8.04.2004

A very important connection!

Not only does Marsilius make, for the first time, a political application of the premise of the non-futility of natural desire, but in this application it receives a scope and a detail which it had not previously attained. Where all his predecessors had said that the object of man's natural desires is something as general as "knowledge" or "the good," Marsilius, as we have seen, holds that this object is, successively, the sufficient life, the state, whatever is necessary for the state's preservation, and finally good laws. Moreover, in support of this necessary sequence of natural desires, Marsilius' argument reintroduces the Aristotelian concept of "deformity," which carries on the specifically biological context of his political philosophy, whereas his predecessors had appealed only to such general dicta as "God and nature do nothing in vain" . . . And finally, Marsilius, like John of Jandun, interprets this non-futility of natural desire to mean that the object of this desire is actually attained, not merely that its attainment is possible.
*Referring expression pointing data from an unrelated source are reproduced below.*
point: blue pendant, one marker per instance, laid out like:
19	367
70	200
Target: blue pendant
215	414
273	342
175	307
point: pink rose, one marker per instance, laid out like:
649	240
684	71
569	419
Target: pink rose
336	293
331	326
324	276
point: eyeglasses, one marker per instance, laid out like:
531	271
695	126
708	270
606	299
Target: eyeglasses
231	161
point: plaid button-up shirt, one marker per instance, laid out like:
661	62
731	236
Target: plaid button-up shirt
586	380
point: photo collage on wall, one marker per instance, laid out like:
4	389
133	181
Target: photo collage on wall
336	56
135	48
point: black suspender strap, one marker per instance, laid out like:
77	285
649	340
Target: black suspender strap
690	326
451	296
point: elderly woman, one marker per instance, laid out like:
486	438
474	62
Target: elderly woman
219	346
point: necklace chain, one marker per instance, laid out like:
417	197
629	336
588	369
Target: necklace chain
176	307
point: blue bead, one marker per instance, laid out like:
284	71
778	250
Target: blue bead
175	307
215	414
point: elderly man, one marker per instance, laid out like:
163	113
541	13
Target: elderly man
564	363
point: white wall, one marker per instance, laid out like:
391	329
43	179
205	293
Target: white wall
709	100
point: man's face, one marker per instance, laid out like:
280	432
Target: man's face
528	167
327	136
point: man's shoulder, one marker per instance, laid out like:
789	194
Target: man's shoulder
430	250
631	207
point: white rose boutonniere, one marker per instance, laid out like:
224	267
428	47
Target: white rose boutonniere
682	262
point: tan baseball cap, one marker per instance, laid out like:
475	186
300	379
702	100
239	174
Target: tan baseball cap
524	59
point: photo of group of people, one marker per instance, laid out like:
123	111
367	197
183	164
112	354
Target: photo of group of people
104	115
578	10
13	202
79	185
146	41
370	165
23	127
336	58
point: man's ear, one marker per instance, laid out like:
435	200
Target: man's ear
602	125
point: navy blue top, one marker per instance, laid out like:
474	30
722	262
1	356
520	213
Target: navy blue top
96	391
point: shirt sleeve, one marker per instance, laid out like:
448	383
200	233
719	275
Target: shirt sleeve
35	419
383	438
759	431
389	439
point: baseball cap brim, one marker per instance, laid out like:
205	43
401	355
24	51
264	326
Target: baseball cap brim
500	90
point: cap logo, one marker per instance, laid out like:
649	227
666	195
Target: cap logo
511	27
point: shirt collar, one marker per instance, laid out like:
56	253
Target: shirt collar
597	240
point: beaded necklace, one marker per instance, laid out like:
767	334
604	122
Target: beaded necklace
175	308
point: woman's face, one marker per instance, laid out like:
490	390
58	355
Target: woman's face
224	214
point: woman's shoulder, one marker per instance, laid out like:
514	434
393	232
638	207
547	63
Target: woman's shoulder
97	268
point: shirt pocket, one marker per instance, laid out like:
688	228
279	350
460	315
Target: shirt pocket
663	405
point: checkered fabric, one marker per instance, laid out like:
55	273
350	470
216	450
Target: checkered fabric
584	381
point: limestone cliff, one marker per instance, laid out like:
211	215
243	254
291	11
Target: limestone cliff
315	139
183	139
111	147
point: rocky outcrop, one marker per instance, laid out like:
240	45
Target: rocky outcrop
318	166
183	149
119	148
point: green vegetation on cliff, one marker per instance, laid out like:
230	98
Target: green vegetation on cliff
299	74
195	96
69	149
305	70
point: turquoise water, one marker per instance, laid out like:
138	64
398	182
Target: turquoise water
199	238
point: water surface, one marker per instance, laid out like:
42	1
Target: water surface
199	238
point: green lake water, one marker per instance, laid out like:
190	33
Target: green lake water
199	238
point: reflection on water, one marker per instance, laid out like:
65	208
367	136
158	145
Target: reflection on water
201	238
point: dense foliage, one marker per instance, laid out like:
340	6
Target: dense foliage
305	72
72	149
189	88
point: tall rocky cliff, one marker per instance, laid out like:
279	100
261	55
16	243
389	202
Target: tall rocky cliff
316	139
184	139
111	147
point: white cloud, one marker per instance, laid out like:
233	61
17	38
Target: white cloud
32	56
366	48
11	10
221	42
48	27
For John this had meant that all or most men taken collectively, or as a species, actually have all the sciences. For Marsilius, however, it means that the universitas civium of its weightier part, which is the legislator of the state, is all but infallible both in will and in execution; "election is always made for the common benefit, which the human legislator almost always aims at and achieves." Both John and Marsilius thus exhibit a kind of optimism about the collectivity of man, in the realms of the theoretic and the practical, respectively, which is as utopian as it is extreme. Yet in the political sphere it is this same doctrine, expressed as faith in the natural goodness of man, which animated many of the republican and democratic movements in modern times. In any case, the upshot of Marsilius' naturalist-corporate interpretation of desire is that nature operates as an efficient cause within the wills of all or most men taken together, driving them from one desire to the next until the state and all its laws are established, thereby satisfying the original desire. Nature hence gives a sanction to corporate majoritarianism which is completely denied to all other kinds of state.

Alan Gewirth, "Natural Desire, the Unity of the Intellect, and Political Averroism," Appendix II in his 1956 edition of Defensor Pacis, pp. 437-438.